Os fins de semana foram transformados em jornadas contínuas de protestos contra a política de apertar o cinto do governo. Manifestações convocadas por vastos sectores da sociedade, como as de 15 de Setembro, pela CGTP e variados sindicatos, pela polícia, pelos enfermeiros, etc. Neste último tivemos a manifestação de protesto dos "artistas" e da "gente da cultura", ou mais precisamente, pessoas ligadas ao teatro e à música, sob o lema, emprestado de outras caminhadas, "Que se lixe a Troika".
É natural que num período tão incerto e duro se queira proporcionar a quem passa, num Sábado solarengo, uma ampla oferta musical ao ar livre e de borla, ainda que a lisboeta Praça de Espanha se preste pouco a que se pare lá (a nossa D. João I sempre é mais aconchegada). Menos natural, ou mais disparatado, se quiserem, é virem os ditos "agentes culturais" querer que "a Troika se lixe". Ainda não percebi se estas pessoas organizaram aquilo por lirismo de classe ou se vivem no planeta Marte. Sim, mandam-se os componentes da "Troika" embora, dizendo-lhes que "queremos as nossas vidas". Resta saber como vivê-las quando o Estado se vir sem dinheiro para pagar seja a quem for passados poucos meses e com os bancos a fechar-lhe a porta na cara. Da música de intervenção? Da cantiga que "é uma arma"? Do ar ou do vento que passa?
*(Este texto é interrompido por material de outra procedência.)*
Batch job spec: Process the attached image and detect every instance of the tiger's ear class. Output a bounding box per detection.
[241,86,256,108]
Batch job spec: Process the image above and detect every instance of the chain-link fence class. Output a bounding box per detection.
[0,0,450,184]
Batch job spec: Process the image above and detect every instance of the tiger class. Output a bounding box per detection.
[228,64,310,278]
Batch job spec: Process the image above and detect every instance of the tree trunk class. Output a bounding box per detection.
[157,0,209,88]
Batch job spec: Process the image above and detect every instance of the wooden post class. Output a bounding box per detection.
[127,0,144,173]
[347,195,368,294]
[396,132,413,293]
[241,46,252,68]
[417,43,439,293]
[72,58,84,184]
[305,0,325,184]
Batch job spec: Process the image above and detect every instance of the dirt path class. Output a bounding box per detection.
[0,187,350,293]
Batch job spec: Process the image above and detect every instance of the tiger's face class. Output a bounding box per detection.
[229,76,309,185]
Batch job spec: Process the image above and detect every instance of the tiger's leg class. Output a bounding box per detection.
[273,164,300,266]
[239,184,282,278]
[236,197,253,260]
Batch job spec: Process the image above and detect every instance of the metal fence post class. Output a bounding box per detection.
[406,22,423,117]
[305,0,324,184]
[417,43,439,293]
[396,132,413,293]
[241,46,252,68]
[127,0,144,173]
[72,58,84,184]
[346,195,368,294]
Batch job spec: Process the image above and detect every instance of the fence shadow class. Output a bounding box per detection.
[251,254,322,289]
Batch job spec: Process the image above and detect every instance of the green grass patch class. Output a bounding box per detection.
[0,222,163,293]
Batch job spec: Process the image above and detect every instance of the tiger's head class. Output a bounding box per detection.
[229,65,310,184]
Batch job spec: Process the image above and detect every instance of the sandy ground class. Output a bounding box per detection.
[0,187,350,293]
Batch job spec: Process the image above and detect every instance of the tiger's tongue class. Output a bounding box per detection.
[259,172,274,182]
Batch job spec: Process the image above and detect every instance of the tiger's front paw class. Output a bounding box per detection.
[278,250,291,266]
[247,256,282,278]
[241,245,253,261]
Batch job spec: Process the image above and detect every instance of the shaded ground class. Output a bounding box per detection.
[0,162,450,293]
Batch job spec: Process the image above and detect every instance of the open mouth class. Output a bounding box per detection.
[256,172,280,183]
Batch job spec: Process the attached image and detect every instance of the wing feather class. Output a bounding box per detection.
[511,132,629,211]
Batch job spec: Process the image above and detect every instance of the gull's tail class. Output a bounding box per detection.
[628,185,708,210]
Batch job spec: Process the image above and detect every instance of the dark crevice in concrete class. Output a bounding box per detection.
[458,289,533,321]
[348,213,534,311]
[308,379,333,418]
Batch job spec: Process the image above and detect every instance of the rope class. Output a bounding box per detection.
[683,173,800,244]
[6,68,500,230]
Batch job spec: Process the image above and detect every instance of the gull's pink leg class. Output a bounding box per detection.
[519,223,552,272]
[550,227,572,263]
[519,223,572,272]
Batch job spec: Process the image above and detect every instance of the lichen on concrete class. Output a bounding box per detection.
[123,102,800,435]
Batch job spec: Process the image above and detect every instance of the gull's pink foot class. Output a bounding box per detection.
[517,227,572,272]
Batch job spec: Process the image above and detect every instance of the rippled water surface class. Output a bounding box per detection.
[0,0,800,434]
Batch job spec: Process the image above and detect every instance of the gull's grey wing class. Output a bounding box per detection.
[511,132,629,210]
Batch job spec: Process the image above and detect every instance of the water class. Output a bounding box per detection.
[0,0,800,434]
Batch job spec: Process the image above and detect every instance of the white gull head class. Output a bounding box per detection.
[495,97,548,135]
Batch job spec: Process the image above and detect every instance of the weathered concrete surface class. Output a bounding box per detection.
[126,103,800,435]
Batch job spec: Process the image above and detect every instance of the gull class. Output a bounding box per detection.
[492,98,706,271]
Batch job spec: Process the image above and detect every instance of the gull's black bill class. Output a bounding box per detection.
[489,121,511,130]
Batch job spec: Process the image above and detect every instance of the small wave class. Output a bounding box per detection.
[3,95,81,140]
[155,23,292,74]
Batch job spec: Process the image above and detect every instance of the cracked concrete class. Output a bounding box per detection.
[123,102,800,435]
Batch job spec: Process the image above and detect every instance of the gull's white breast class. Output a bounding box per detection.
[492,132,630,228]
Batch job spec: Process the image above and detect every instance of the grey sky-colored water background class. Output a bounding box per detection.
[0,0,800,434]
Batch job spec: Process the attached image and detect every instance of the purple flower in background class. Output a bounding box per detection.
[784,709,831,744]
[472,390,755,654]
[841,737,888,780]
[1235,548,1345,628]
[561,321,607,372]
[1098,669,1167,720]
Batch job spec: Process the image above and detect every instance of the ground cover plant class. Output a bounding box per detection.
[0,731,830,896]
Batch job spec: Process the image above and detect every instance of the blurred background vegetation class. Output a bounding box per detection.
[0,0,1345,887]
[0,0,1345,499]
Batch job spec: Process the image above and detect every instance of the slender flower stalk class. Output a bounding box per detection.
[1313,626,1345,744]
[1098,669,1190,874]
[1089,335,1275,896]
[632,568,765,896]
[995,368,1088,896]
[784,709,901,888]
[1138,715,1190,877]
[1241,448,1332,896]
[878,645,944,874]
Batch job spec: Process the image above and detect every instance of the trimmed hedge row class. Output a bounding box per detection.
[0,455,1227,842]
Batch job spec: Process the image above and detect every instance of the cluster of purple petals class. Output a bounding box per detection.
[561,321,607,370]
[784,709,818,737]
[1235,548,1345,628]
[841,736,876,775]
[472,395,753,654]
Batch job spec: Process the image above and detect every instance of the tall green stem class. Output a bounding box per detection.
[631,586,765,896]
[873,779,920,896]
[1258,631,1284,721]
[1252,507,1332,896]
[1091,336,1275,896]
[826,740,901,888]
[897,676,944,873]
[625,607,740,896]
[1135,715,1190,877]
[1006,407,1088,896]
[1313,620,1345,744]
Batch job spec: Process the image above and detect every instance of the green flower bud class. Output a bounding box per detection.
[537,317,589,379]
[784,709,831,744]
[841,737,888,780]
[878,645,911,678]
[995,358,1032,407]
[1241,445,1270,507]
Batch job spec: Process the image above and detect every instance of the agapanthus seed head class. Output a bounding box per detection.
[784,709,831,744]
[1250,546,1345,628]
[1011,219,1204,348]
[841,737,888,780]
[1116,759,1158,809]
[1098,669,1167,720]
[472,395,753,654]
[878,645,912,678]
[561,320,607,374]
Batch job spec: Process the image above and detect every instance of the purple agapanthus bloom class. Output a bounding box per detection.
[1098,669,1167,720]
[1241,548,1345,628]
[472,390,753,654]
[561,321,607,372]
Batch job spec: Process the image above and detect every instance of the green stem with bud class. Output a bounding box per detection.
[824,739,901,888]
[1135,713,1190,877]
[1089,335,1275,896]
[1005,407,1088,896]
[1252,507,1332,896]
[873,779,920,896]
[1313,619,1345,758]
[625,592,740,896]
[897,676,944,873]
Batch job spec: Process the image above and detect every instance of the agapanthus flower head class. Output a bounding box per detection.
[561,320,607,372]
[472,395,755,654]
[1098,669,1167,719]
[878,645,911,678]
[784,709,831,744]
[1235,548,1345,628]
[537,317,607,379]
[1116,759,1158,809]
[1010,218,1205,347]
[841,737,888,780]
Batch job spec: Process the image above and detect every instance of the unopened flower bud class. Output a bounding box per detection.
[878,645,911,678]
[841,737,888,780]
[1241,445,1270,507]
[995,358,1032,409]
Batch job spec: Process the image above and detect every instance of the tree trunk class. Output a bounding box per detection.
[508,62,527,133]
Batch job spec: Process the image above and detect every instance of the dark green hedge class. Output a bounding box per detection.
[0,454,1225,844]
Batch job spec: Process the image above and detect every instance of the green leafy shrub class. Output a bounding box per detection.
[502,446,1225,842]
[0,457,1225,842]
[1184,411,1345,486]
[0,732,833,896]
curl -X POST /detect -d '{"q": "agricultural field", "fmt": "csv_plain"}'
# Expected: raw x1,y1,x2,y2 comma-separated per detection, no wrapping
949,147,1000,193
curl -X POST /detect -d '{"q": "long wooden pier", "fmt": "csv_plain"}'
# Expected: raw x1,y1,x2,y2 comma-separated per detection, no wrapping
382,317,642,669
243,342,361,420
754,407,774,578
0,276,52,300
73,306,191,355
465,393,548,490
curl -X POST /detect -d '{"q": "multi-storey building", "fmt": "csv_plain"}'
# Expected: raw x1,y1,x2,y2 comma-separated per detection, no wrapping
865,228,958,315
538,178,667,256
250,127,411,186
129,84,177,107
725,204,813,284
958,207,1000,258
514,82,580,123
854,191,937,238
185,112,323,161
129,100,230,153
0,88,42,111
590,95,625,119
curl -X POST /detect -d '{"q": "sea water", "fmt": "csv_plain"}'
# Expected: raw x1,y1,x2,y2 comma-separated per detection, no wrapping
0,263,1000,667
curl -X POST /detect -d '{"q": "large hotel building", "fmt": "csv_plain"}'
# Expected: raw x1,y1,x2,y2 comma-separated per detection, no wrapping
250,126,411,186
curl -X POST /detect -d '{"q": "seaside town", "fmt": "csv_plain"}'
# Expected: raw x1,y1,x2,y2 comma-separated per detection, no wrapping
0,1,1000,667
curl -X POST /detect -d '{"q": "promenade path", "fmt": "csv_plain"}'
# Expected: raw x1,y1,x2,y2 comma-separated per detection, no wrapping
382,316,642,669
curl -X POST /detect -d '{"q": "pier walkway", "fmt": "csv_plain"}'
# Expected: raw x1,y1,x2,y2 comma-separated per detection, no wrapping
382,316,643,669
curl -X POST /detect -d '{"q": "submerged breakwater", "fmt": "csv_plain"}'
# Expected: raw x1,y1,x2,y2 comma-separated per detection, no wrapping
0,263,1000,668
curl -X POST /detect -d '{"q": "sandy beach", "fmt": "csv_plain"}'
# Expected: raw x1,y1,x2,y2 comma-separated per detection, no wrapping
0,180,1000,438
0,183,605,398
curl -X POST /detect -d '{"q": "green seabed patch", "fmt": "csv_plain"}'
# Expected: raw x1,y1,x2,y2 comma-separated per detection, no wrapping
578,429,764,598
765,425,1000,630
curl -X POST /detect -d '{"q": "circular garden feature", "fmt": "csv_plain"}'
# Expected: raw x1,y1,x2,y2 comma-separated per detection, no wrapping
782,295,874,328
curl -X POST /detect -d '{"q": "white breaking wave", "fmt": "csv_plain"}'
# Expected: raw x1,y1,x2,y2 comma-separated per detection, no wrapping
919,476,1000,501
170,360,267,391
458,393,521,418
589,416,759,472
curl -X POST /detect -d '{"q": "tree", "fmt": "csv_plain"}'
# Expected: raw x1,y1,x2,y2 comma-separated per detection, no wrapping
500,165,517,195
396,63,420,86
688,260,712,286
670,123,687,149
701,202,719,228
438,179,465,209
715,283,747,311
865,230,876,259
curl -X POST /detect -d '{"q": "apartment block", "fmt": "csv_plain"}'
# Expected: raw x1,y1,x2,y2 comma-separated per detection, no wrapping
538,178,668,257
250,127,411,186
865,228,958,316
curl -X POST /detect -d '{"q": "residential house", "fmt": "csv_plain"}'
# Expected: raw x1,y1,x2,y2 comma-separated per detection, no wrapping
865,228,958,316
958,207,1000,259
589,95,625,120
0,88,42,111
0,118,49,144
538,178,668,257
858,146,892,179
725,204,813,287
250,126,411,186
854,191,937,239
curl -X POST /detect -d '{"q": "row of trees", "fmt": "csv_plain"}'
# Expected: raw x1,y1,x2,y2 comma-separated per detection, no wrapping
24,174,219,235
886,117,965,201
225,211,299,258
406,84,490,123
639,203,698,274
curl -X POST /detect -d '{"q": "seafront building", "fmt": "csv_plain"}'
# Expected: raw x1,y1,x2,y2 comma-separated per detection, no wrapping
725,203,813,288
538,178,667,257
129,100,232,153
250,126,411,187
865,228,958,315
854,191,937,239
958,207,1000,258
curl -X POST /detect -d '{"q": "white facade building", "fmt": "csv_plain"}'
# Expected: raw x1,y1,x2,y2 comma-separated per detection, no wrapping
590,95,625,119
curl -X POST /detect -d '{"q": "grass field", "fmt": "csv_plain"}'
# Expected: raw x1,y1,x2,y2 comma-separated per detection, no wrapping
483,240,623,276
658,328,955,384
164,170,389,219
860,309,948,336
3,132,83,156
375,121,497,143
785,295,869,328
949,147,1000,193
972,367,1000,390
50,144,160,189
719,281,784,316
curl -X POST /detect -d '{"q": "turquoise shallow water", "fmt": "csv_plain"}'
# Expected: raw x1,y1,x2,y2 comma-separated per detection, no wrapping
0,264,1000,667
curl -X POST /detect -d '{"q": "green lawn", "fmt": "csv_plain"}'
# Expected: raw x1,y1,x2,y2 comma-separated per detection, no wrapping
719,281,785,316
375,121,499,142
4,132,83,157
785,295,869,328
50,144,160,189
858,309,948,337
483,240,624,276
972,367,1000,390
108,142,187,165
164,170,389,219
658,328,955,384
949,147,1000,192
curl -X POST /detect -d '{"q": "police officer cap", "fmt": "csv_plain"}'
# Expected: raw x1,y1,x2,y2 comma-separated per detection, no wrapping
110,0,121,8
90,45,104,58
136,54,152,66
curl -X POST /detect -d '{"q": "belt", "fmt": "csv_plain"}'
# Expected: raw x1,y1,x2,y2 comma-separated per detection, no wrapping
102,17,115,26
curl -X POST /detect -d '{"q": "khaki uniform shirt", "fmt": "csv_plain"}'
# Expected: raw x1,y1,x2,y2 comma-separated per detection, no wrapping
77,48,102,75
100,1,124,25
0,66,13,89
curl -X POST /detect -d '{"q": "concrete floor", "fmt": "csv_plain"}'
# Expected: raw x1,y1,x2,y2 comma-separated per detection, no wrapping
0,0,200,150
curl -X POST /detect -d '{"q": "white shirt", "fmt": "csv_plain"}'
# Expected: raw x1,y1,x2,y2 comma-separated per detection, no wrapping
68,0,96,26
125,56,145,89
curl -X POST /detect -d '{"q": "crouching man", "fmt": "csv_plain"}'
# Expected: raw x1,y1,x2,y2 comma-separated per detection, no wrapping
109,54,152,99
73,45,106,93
O mais espantoso é que ao mesmo tempo que querem que a "Troika" se vá e que gritam "FMI fora daqui" (logo a instituição mais aberta a um alívio das condições dos acordos), como se isso não tivesse as nefastas consequências atrás resumidas, protestam acima de tudo contra os cortes do Estado na cultura. Se já há dificuldade em cumprir tudo o resto, em pagar a nossa imensa dívida, em honrar os compromissos, em continuar sequer obras paradas, como o túnel do Marão, e se para mais protestam contra a subida dos impostos, como querem que o Estado subsidie a cultura, ou não faça cortes? Que esquizofrenia é essa de quererem expulsar quem nos financia e ao mesmo tempo exigirem o retorno aos subsídios? Que alternativas propõem? A ideia que passam, com slogans mais ou menos pueris como "não nos deixam sonhar" ou "querem matar a cultura", é a de que sem subsídios, ou seja, sem lhes pagarem, não há "cultura". Será que os tais sonhos estão a ser esboroados ou é mais uma fonte de rendimentos que seca?
Não que o Estado não possa ou não deva subsidiar as várias expressões de Arte, como aliás aconteceu ao longo dos séculos. Os Estados Pontifícios foram dos maiores fomentadores das obras do Renascimento, e não podem ser acusados de ser propriamente "socialistas", como diriam os nossos liberais mais dogmáticos. Nem tampouco o nosso D. João V, Frederico II ou os Filipes, nas suas encomendas a Velasquez. O risco é de o Estado e demais poderes públicos se tornarem nas únicas ou maioritárias fontes de financiamento dos artistas, que se tornam assim agentes políticos, ao serviço de uma dada ideologia ou interesse estatal, cerceando a sua criatividade e independência. É isso que se passa nos estados totalitários e autoritários, onde grandes artistas se puseram ao serviço do respectivo poder, como Eisenstein, na URSS de Estaline, Leni Riefenstahl na Alemanha Nazi, Pirandello na Itália fascista, Dali na Espanha franquista, e o grande Almada Negreiros, que tantos trabalhos criou para o Estado Novo. A lista é infinda.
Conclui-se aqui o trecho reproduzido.